Comme l’a précisé le ministre de la Justice Edasso Rodrigue Bayala, ces anciens « putschistes » ne seront pas graciés gratuitement. Ils devront « manifester un engagement patriotique dans la reconquête du territoire » et « participer activement à la lutte contre le terrorisme ». En d’autres termes, prouver leur loyauté, non plus dans les discours, mais sur les champs de bataille.

Une mémoire recomposée, une loyauté réassignée

L’Afrique de l’Ouest a connu d’autres tentatives de recomposition sécuritaire à partir de fragments d’anciens régimes.

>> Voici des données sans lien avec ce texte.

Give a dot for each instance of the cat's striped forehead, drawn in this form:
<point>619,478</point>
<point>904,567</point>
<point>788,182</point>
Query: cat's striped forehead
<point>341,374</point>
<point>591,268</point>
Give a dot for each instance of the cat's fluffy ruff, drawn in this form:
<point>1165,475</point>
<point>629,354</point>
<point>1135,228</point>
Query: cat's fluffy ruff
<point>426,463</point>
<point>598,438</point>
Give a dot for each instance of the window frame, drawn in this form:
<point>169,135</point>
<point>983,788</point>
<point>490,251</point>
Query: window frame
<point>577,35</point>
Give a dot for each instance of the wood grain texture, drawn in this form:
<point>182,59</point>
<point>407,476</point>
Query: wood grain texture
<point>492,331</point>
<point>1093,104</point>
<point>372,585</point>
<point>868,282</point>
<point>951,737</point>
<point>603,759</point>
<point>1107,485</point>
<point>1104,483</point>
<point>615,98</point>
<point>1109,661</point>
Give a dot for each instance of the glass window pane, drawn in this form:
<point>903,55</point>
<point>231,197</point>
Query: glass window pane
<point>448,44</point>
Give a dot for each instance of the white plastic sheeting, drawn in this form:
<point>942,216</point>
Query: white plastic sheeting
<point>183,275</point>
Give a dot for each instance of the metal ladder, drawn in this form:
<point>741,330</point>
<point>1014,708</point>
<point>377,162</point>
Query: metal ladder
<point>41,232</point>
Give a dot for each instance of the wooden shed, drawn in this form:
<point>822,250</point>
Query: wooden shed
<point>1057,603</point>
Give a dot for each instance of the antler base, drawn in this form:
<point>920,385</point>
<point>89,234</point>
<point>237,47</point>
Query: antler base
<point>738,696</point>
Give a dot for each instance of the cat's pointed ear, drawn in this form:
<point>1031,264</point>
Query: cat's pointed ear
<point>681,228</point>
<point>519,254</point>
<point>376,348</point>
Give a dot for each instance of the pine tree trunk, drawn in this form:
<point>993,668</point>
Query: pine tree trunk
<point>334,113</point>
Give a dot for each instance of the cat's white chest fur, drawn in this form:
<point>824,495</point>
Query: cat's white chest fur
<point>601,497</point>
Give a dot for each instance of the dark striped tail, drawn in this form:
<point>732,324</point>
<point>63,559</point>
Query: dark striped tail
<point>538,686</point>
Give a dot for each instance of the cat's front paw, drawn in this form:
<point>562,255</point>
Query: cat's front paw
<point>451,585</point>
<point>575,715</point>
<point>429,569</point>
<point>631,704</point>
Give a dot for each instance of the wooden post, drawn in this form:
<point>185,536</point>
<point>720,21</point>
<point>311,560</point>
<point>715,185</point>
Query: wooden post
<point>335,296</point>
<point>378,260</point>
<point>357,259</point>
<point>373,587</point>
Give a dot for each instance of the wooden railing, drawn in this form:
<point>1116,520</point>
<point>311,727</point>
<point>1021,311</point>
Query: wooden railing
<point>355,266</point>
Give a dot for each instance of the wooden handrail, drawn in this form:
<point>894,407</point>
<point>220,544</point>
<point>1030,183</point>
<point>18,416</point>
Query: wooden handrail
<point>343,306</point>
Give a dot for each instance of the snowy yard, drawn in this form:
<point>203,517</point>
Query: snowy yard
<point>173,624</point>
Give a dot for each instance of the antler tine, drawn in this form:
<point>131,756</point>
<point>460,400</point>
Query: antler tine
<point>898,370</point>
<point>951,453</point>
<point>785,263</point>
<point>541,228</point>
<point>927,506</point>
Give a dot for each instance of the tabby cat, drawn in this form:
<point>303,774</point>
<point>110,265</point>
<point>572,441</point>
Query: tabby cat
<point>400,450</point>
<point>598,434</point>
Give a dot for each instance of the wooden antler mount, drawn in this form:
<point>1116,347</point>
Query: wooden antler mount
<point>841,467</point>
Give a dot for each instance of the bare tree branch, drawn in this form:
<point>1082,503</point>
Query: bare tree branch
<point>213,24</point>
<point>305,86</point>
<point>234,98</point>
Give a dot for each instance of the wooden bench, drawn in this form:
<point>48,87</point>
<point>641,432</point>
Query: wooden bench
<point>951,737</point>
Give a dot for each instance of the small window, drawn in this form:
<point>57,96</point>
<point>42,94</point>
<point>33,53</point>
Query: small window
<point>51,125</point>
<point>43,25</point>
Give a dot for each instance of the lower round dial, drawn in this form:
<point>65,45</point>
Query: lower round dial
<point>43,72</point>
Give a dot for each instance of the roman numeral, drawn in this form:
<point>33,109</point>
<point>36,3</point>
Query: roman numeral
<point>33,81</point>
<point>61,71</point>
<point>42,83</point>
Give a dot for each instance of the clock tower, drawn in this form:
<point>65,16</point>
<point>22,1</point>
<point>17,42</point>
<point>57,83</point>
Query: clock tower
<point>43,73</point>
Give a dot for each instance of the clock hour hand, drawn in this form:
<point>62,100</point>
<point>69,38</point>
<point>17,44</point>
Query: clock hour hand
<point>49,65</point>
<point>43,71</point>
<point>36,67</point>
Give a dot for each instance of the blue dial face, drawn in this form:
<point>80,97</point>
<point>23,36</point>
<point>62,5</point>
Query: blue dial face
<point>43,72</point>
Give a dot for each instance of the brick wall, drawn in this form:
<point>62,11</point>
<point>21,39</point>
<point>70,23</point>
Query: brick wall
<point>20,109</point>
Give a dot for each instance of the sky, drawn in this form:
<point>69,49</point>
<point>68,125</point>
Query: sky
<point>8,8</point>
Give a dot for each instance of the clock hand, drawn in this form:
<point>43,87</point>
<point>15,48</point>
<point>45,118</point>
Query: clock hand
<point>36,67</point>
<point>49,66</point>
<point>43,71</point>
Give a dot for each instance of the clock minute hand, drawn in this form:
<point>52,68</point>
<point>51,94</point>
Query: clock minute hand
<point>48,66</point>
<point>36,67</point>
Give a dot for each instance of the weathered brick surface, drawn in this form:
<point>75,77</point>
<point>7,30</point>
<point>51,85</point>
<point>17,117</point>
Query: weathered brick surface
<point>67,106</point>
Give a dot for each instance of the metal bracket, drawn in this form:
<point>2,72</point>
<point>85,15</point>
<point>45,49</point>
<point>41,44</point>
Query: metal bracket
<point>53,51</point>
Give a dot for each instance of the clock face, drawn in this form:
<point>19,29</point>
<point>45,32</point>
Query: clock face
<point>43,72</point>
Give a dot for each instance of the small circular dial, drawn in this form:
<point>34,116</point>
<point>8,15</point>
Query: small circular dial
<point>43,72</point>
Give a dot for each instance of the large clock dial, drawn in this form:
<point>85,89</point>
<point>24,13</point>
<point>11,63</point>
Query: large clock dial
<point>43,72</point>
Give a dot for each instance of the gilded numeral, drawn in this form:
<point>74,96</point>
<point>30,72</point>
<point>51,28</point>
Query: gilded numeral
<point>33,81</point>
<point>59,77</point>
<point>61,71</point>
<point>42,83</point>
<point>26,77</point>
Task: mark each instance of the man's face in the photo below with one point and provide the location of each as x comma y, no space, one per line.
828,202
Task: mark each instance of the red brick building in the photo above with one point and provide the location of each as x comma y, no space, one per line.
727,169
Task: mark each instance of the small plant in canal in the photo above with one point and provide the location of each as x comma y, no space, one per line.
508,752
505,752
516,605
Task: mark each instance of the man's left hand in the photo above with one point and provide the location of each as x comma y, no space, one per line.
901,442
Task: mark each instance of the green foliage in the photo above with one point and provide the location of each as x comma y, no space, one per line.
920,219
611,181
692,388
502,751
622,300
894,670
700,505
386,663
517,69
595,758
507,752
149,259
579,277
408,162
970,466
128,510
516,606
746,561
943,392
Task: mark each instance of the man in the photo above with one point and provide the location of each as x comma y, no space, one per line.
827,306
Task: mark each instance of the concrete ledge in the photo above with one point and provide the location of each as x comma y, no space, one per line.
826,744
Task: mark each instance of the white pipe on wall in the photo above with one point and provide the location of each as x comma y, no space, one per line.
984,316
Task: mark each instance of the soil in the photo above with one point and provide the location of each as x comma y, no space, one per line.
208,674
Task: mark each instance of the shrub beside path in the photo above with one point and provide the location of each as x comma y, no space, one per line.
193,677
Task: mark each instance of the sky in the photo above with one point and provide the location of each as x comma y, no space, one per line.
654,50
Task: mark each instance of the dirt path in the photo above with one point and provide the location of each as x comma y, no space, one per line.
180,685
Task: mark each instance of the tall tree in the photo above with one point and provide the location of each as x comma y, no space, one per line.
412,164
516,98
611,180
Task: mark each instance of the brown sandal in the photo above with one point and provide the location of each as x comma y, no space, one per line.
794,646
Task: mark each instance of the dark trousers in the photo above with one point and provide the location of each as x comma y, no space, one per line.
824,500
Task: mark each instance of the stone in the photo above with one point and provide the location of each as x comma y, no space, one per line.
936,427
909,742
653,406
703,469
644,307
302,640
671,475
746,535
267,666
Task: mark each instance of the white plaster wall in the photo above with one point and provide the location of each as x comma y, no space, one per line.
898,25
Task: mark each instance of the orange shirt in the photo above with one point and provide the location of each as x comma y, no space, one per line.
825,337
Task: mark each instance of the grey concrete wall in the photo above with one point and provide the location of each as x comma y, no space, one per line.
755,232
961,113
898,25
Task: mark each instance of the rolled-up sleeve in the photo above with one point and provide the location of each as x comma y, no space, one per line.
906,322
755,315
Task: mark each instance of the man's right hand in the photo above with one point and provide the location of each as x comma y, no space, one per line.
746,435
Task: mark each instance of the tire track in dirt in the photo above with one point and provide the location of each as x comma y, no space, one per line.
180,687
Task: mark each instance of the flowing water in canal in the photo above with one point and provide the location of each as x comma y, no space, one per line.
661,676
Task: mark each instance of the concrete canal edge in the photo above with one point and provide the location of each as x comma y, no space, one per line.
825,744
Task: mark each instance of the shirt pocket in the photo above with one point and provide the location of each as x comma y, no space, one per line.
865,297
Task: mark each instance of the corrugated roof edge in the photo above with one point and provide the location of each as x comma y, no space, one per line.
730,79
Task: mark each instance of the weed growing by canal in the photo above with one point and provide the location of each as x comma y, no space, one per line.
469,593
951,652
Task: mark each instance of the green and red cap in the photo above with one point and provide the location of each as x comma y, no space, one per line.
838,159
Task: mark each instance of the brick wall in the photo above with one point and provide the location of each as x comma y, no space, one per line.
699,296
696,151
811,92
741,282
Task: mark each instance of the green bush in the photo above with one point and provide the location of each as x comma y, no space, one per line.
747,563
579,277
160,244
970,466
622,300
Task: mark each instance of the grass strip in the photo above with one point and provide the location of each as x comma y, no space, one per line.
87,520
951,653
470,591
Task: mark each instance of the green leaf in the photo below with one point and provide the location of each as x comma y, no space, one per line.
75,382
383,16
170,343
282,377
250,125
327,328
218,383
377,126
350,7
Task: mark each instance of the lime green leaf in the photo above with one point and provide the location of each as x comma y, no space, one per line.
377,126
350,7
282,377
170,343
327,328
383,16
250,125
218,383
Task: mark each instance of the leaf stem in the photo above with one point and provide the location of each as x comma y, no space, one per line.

La Côte d’Ivoire post-crise, le Tchad post-Habré, ou plus récemment, la Guinée en refonte militaire silencieuse. Partout, la même équation : transformer les rebelles d’hier en remparts d’aujourd’hui, sans que la mémoire collective ne se dissolve dans l’amnistie.

Ibrahim Traoré, lui, avance à pas calculés. À la croisée du pardon pragmatique et de la discipline de guerre. À l’image d’un pouvoir qui, pour durer, apprend à conjuguer verticalité, réversibilité et nécessité.

L’histoire dira si ces hommes, un jour traîtres, sauront être soldats. Et si cette grâce, accordée à défaut d’oubli, suffira à bâtir la loyauté de demain.